How long should I wait after applying an AWS IAM policy before it is valid?
The phrase "almost immediately" is used 5 times in the IAM FAQ, and is, of course, somewhat subjective.
Since AWS is a globally-distributed system, your changes have to propagate, and the system as a whole seems to be designed to favor availability and partition tolerance as opposed to immediate consistency.
I don't know whether you've considered it, but it's entirely within the bounds of possibility that you might actually, at step 4 in your flow, see a sequence of pass, fail, pass, pass, fail, fail, fail, fail... because neither a bucket nor an object in a bucket are actually a single thing in a single place, as evidenced by the mixed consistency model of different actions in S3, where new objects are immedately-consistent while overwrites and deletes are eventually consistent... so the concept of a policy having "had an effect" or not on the bucket or an object isn't an entirely meaningful concept since the application of the policy is, itself, almost certainly, a distributed event.
To confirm such an application of policies would require AWS to expose the capability of (at least indirectly) interrogating every entity that has a replicated copy of that policy to see whether it had the current version or not... which would be potentially impractical or unwieldy to say the least in a system as massive as S3, which has grown beyond a staggering 2 trillion objects, and serves peak loads in excess of 1.1 million requests per second.
Official AWS answers to this forum post provide more information:
While changes you make to IAM entities are reflected in the IAM APIs immediately, it can take noticeable time for the information to be reflected globally. In most cases, changes you make are reflected in less than a minute. Network conditions may sometimes increase the delay, and some services may cache certain non-credential information which takes time expire and be replaced.
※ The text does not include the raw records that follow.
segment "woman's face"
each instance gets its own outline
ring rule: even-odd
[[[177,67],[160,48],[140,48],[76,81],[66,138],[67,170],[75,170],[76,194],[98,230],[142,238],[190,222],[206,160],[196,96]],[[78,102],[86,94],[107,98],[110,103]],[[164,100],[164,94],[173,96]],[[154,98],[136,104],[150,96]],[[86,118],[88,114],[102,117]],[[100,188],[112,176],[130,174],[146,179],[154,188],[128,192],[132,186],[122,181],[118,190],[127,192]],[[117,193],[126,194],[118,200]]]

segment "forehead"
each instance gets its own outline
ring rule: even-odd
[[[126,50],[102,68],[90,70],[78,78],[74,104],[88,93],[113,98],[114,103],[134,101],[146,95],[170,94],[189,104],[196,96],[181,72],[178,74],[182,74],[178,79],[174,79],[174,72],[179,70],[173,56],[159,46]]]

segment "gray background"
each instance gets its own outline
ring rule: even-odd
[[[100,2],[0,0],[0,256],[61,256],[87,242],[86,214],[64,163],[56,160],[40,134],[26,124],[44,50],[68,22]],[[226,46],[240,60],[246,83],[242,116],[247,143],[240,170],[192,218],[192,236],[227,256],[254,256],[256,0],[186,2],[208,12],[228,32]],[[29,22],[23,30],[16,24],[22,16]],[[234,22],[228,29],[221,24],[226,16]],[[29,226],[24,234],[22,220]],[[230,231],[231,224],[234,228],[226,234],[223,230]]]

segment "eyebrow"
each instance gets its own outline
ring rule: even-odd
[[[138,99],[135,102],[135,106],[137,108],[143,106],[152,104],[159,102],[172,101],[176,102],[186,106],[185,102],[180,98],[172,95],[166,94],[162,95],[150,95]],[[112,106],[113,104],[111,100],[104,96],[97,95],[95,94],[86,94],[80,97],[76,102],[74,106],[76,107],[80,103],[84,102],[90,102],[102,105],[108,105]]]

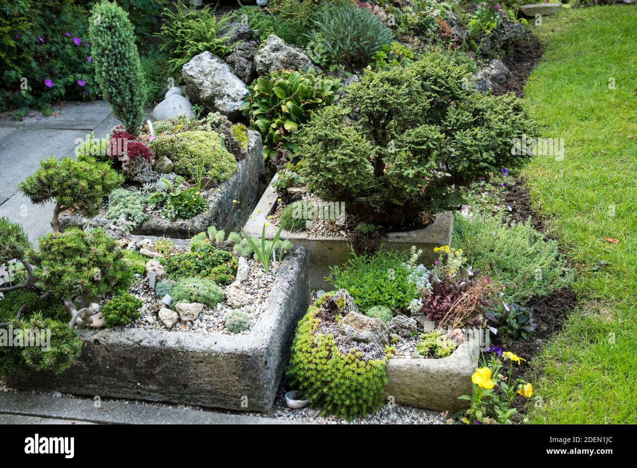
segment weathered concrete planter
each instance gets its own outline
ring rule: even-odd
[[[261,136],[252,130],[248,131],[248,156],[238,162],[237,171],[230,180],[217,187],[220,192],[213,194],[214,199],[208,202],[207,211],[189,220],[169,221],[163,218],[152,218],[134,229],[132,234],[188,239],[206,230],[211,224],[224,226],[227,232],[240,229],[263,193],[266,183]],[[233,200],[240,202],[233,203]],[[96,227],[111,222],[103,216],[97,216],[90,221],[91,225]],[[74,213],[65,211],[60,215],[62,229],[69,226],[81,227],[85,223],[84,218]]]
[[[461,343],[448,357],[441,359],[389,359],[385,366],[385,394],[394,402],[438,411],[455,412],[467,408],[461,395],[471,395],[471,375],[480,353],[479,341]]]
[[[272,406],[292,334],[307,311],[308,256],[295,246],[249,335],[140,329],[79,330],[82,355],[60,376],[38,372],[11,386],[245,411]]]
[[[276,177],[275,176],[273,181]],[[269,222],[267,216],[276,209],[276,191],[271,183],[252,211],[252,218],[245,225],[246,232],[252,236],[261,236],[263,225]],[[266,228],[266,238],[273,238],[278,228],[270,223]],[[404,232],[390,232],[381,242],[385,248],[400,252],[408,251],[415,245],[422,249],[420,261],[425,265],[431,265],[438,259],[438,255],[433,252],[434,248],[450,244],[453,230],[454,215],[450,211],[447,211],[436,215],[434,222],[426,227]],[[288,239],[292,244],[303,245],[308,250],[310,287],[326,291],[331,290],[331,285],[324,278],[329,274],[330,267],[343,265],[350,258],[349,238],[345,236],[315,236],[304,232],[290,232],[286,229],[281,232],[281,238]]]

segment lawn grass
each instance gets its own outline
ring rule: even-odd
[[[535,157],[524,175],[583,298],[532,363],[534,423],[637,423],[636,25],[637,8],[626,5],[563,11],[534,28],[547,48],[527,108],[544,136],[564,138],[565,154]]]

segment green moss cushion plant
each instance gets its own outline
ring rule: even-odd
[[[380,318],[385,323],[394,318],[394,314],[392,313],[391,309],[383,307],[383,306],[374,306],[373,308],[368,309],[365,315],[368,317]]]
[[[148,215],[144,211],[147,200],[147,197],[138,192],[121,187],[115,188],[108,195],[106,218],[115,221],[123,216],[134,229],[148,219]]]
[[[194,252],[169,255],[164,267],[171,278],[200,277],[229,285],[234,281],[237,265],[238,260],[231,252],[204,244]]]
[[[306,221],[303,217],[303,201],[290,203],[281,211],[281,226],[292,232],[303,230],[305,229]]]
[[[224,324],[233,333],[241,333],[250,328],[250,315],[243,311],[233,310],[224,316]]]
[[[173,308],[180,302],[199,302],[213,308],[224,300],[223,290],[214,281],[199,278],[177,281],[172,287],[171,295]]]
[[[101,308],[104,324],[106,327],[128,325],[140,318],[140,308],[143,303],[129,293],[118,294]]]
[[[160,135],[151,145],[155,157],[166,156],[175,164],[175,171],[192,177],[203,166],[203,174],[217,183],[225,182],[236,172],[234,157],[225,148],[223,138],[215,132],[194,131],[175,135]]]
[[[386,357],[365,360],[354,350],[343,354],[332,334],[317,333],[322,320],[334,320],[326,318],[326,306],[334,306],[329,294],[299,322],[287,378],[290,385],[301,390],[311,406],[322,408],[324,414],[348,419],[364,416],[383,404]]]
[[[147,90],[128,13],[102,0],[91,10],[89,22],[91,57],[102,96],[126,130],[137,135]]]

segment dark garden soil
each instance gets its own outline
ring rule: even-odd
[[[531,208],[531,197],[528,188],[523,179],[517,183],[510,185],[505,192],[505,201],[512,208],[509,213],[512,218],[517,222],[525,222],[529,216],[531,224],[540,232],[544,232],[545,225],[542,218],[534,213]],[[510,351],[517,356],[526,359],[520,365],[513,364],[513,377],[531,381],[532,372],[534,370],[529,365],[533,357],[540,351],[543,343],[554,333],[559,332],[566,320],[568,312],[577,304],[575,293],[567,287],[552,291],[548,295],[531,301],[527,306],[533,311],[533,321],[537,325],[535,332],[527,340],[518,340],[504,343],[494,341],[497,346],[501,346],[505,351]],[[501,371],[503,375],[508,375],[509,362],[505,361],[505,367]],[[517,408],[513,419],[516,422],[522,421],[526,413],[527,400],[517,398],[513,401]]]
[[[499,96],[513,92],[518,97],[524,96],[524,85],[535,66],[541,60],[544,46],[538,38],[530,33],[518,42],[503,62],[509,67],[511,75],[501,85],[494,83],[493,94]]]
The accompanying answer to what to do in the mean time was "try again."
We recommend a retry loop after a slight initial delay, since in most circumstances you'll see your changes reflected quite quickly. If you sleep, your code will be waiting far too long in most cases, and possibly not long enough for the rare exceptions.
We actively monitor the performance of the replication system. But like S3, we guarantee only eventual consistency, not any particular upper bound.
I have a far less scientific answer here... but I think it will help some other people feel less insane :). I kept thinking things were not working while they were just taking more time than I expected.
Last night I was adding an inline policy to allow a host to get parameters from the system manager. I thought it wasn't working because many minutes after the change (maybe 5 or so), my CLI commands were still failing. Then, they started working. So, that was a fairly large delay.
Just now, I removed that policy and it took 2-3 minutes (enough to google this and read a couple other pages) before my host lost access.
Generally things are quite snappy for me as well, but if you're pretty sure something should work and it's not, just do yourself a favor and wait 10 minutes. Unfortunately, this makes automation after IAM changes sound harder than I thought!